Silverdale hobby farm a labour of love

It can get lonely living on a small rural property in the outlying hamlet of Silverdale.

But thankfully for Marg Borg, she has hundreds of pumpkins to keep her occupied.

The hobby farmer grows and sells a variety of seasonal vegetables to locals.

Even though she doesn’t make a lot of money, Mrs Borg loves to see the smiles on the faces of her customers who come to pick up her fresh produce.

“The farm keeps me busy,” Mrs Borg said.

“I’ve had my market garden for about 25 years.

“Gardening is relaxing. It is nice to get out into the fresh air and the garden is always changing and growing. 

“People are happy when I give them my good quality, home-grown, fresh vegetables.”

Mrs Borg had a bumper crop of pumpkins and for $5 a pop, they are great value.

“I have a good crop this time because it has not rained much recently which keeps the pumpkins firm,” she said.

“I have butternut, nugget, jarrahdale and jap pumpkins.

“I only harvested them a week ago so they are still very fresh.”

The mother-of-four learnt how to garden from her father.
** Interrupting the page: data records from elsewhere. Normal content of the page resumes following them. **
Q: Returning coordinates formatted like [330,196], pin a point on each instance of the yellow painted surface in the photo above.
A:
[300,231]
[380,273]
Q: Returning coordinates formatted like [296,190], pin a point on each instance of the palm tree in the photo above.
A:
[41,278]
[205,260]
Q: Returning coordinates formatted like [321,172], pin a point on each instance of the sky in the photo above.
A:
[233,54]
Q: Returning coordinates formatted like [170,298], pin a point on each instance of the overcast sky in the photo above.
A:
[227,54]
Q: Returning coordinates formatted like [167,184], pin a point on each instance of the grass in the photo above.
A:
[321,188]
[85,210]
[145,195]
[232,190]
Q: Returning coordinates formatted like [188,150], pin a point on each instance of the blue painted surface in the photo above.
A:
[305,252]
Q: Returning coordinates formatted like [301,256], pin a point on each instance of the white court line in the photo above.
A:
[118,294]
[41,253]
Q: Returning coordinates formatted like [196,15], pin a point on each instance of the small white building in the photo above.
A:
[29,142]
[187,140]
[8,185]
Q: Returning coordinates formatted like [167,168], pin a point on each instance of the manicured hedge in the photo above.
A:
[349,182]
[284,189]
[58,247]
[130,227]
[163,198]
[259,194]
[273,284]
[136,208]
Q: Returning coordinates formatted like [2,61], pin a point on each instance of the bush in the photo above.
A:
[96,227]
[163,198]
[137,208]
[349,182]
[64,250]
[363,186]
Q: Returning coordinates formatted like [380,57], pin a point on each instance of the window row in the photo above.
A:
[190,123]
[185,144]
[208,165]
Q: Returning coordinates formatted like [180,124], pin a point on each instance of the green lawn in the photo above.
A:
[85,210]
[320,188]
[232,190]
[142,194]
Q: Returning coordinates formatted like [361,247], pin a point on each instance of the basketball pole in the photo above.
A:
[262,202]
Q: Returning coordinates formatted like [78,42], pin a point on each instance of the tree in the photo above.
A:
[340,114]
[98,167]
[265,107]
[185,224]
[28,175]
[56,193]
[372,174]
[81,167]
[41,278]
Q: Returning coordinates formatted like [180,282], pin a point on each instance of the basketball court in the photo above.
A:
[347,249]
“When my daughter was two, she liked to play outside so I started a vegetable garden,” Mrs Borg said.

“I had too many vegetables so I used to give them to the post office owner.

“Then she started to give me $5 for a box so then I started to make up more boxes and sell them to other people.”

Now Mrs Borg grows pumpkins, broccoli, cabbage, cauliflower, spinach, zucchini, kale, beans, corn and herbs. She has two acres worth of crops.

“I grow what is in season,” she said.

“I like the winter crops because I don’t have to water the crops as much and people like to cook more hearty meals.”

Mrs Borg said her hobby farm was a labour of love.

“First my husband ploughs the ground with the tractor,” she said.

“I give the dirt lime powder and make sure the dirt is fine.

“Then I put the seeds or plants in. I have to keep the ground moist for a couple of weeks. 

“The fertiliser or manure is then added. I pull out any weeds, keep watering and I can harvest the crop after about two months.

“Once I buy fertiliser, manure, petrol for the tractor, maintenance for the tractor as well as buying the plants and seeds there isn’t much of a profit.

“But I still love it.

“It saves me money when I go to the shops and I like to keep busy and active.”

Mrs Borg said her daughters also have green thumbs and enjoy tending to there own smaller vegetable gardens.

She sells her produce in a small box for $10 and a big box is $15.

Mrs Borg said it was hard to sell to supermarkets and it was not worth her time to go to markets.